Author : Ralph Darlington
Publisher : Ashgate Publishing, Ltd.
Page : 350 pages
File Size : 22,20 MB
Release : 2013-06-28
Category : History
ISBN : 1409479986
During the first two decades of the twentieth century, amidst an extraordinary international upsurge in strike action, the ideas of revolutionary syndicalism developed into a major influence within the world wide trade union movement. Committed to destroying capitalism through direct industrial action and revolutionary trade union struggle, the movement raised fundamental questions about the need for new and democratic forms of power through which workers could collectively manage industry and society.

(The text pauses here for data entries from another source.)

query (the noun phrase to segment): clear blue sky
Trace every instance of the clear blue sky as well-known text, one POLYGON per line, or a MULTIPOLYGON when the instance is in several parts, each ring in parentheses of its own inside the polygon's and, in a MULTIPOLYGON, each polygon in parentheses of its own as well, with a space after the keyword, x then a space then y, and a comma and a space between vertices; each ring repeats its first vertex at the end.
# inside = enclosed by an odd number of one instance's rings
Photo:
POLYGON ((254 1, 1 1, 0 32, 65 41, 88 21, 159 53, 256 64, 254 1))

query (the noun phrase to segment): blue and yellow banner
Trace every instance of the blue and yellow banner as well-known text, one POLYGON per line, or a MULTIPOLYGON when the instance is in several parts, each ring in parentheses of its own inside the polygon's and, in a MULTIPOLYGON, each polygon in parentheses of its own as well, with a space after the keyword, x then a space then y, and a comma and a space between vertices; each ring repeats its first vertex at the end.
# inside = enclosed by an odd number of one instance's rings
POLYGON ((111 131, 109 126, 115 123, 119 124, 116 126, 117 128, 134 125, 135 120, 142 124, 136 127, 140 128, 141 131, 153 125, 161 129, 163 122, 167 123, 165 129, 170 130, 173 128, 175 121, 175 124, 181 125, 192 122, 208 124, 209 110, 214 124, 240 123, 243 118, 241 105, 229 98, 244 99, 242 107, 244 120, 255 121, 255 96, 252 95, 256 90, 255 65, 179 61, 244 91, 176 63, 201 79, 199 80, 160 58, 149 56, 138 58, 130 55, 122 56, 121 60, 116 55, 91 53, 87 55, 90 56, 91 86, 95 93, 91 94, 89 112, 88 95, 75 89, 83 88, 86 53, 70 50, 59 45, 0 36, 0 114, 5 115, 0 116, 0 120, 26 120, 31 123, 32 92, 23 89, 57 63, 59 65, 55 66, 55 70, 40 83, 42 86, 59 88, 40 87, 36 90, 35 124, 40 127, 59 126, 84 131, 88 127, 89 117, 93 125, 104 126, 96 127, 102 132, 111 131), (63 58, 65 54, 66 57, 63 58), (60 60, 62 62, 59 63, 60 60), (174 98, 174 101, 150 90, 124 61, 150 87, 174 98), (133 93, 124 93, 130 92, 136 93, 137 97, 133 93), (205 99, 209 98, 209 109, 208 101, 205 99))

This study provides an all-embracing comparative analysis of the dynamics and trajectory of the syndicalist movement in six specific countries: France, Spain, Italy, America, Britain and Ireland. This is achieved through an examination of the philosophy of syndicalism and the varied forms that syndicalist organisations assumed; the distinctive economic, social and political context in which they emerged; the extent to which syndicalism influenced wider politics; and the reasons for its subsequent demise. The volume also provides the first ever systematic examination of the relationship between syndicalism and communism, focusing on the ideological and political conversion to communism undertaken by some of the syndicalist movement's leading figures and the degree of synthesis between the two traditions within the new communist parties that emerged in the early 1920s.